Bussarono. Entrò la cameriera dicendo che una persona chiedeva di me con grande premura. Uscii. Era un messo che da parecchie ore mi atava cercando da parte della madre mia ammalata. Destato dal mio morbido sogno, come se una mazzata m’avesse colpito in pieno petto, mi congedai rapidamente da Irene e partii correndo.

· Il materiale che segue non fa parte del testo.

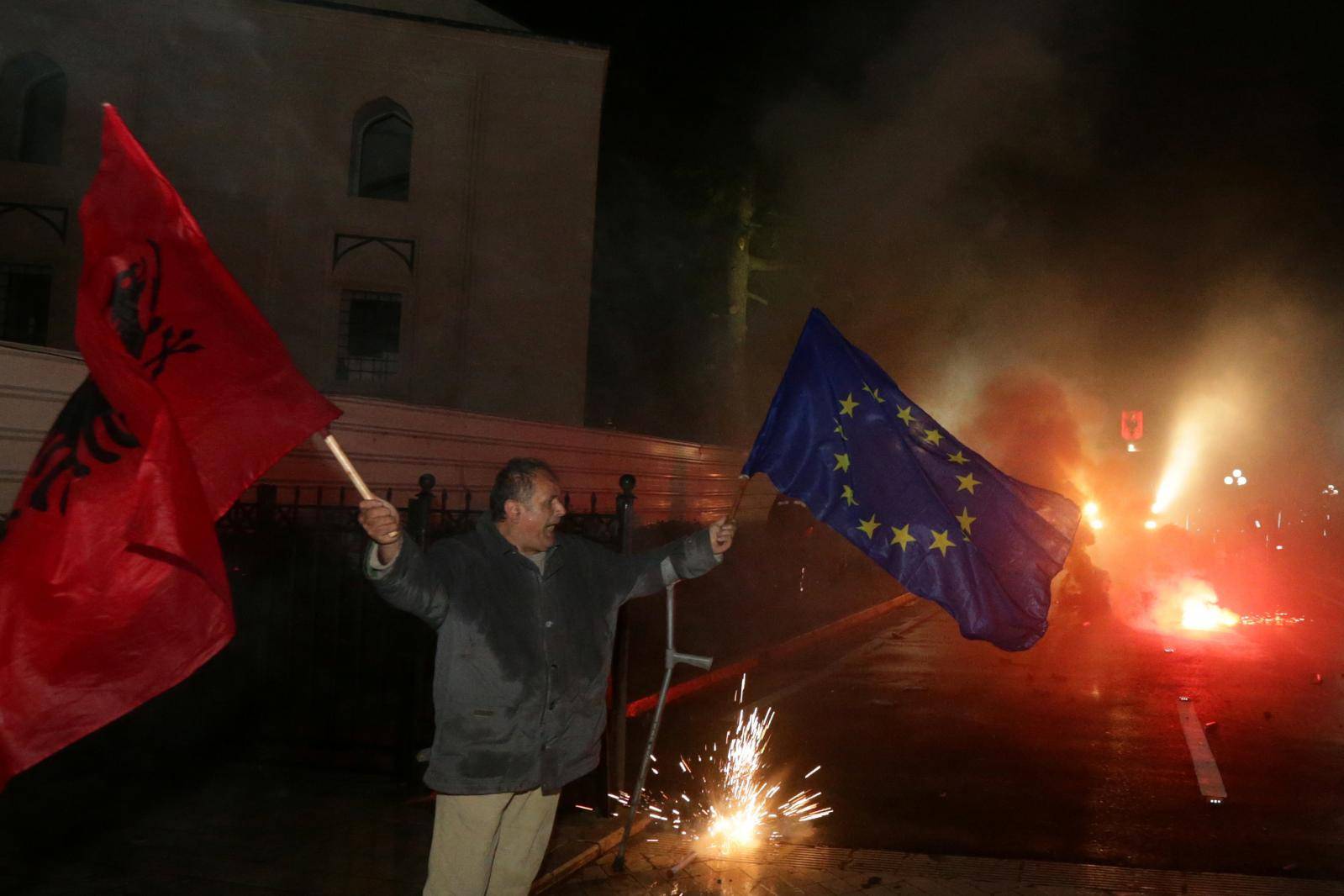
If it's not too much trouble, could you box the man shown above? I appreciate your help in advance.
[359,458,736,896]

Erano quattro giorni che non vedevo mia madre. Il suo aspetto mi rivelò la fatale verità. Sempre un po’ debole di salute, ella soggiaceva ad una bronchite cronica, la quale s’era incrudita con acutezza mortale. Quando m’avvicinai al suo letto, m’accorsi, tuttavia, che una morale angustia esacerbava i patimenti della malattia e la consueta tenerezza dello sguardo materno mi parve velata da un’ineffabile mestizia. Da sua voce stessa aveva, un altro accento; la mano, solita ad accarezzarmi, giaceva inerte sulle lenzuola.

Nella notte rimanemmo soli. Tutt’a un tratto ella si sollevò con degli occhi che non dimenticherò mai, tanto il loro sguardo veniva da lontano, come dal mondo dei misteri, e disse:

— Io parto per sempre, Curzio,, e non rimpiango la vita perchè sono stanca. Mi pesa soltanto di doverti abbandonare, ma non ti lascio solo, ti resta la buona Emilia.